AAUW PUBLIC POLICY CONVERSATIONS – APRIL 2025
Schools and districts across the country rely on research from the American Institute for Research, (AIR) a nonprofit that conducts research in education and other areas. As Elon Musk and his Department of Government Efficiency (DOGE) cost-cutting team force termination of the U.S. Department of Education, (DOE) they are cancelling numerous contracts on which Education Department staff members rely. The American Institute for Research has contracted with DOE for years, informing the entire education system at all levels about the condition of education and the distribution of students, teachers and resources in school districts across America. Responding to DOGE contract cancellations, DOE Spokesperson Dana Tong said, “This is an incredible waste of taxpayer dollars, which have been invested – per Congressional appropriations – in long-standing data collection and analysis efforts and, policy and program evaluations. The evaluation and data work that has been terminated is exactly the work that determines which programs are effective uses of federal dollars, and which are not.”

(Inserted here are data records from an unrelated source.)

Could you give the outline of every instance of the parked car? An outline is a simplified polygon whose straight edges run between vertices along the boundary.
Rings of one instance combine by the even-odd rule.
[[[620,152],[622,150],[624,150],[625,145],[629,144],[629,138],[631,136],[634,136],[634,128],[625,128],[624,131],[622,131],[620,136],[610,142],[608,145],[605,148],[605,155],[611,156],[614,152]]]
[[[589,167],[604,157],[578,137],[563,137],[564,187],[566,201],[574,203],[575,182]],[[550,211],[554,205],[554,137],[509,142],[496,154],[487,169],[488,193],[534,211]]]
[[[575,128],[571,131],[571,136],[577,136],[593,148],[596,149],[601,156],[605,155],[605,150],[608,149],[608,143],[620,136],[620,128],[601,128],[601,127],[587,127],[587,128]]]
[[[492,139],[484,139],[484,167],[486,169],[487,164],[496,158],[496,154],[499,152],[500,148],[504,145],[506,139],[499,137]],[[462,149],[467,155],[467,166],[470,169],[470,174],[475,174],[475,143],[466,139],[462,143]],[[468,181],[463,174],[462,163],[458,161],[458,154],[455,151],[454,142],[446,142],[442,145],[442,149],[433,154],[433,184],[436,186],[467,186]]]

In a ProPublica February 2025 report, Jodi S. Cohen and Jennifer Smith Richards posed questions to DOE staff about the decision to decimate the agency’s research and statistics arms, the Institute of Education Sciences (IES). They were advised that the standardized test known as the nation’s report card, the national Assessment of Education Progress, would not be affected. Neither would the College Scorecard, which allows people to search for and compare information about colleges. IES is one of the country’s largest funders of education research and the slashing of contracts could mean a significant loss of public knowledge about schools. The Institute maintains a massive database of education statistics. It contracts with scientists and education companies to compile and make data public about schools each year, including information about school crime and safety, and high school science course completion. The total annual research data budget is about $815 million or roughly 1% of the Education Department’s overall budget of $82 billion this fiscal year. The $900 million in contracts the department is canceling includes multiyear agreements. According to ProPublica, the vast trove of data represents much of what we know about the state of America’s roughly 130,000 schools. Without a national repository of data and statistics, it will be harder for parents and educators to track schools or compare the achievement of students across states.
The Trump administration has repeatedly expressed a desire to “return” responsibility for schools to the states, although state and local governments already control the largest share of funding for education. There is no national curriculum. States and districts decide what to teach and dictate their own policies. DOGE wrote in a post on “X” “Today, the Department of Education terminated 89 contracts worth $881mm.” Washington Senator Patty Murray blasted the contract terminations at the Institute of Education Sciences. “An unelected billionaire is now bulldozing the research arm of the Department of Education – taking a wrecking ball to high-quality research and basic data we need to improve our public schools,” she said in a statement. “Cutting off these investments after the contract has already been inked is the definition of wasteful.”
Lawsuits filed by Public Citizen and others regarding the legality of dismantling the Department of Education continue. A temporary restraining order against what DOGE is attempting at the Department of Education was issued in mid-February. The elimination of the Education Department is a major goal of Project 2025 whose focus is eventually allocating public tax dollars to private, religiously-affiliated (primarily Christian) schools and home schools.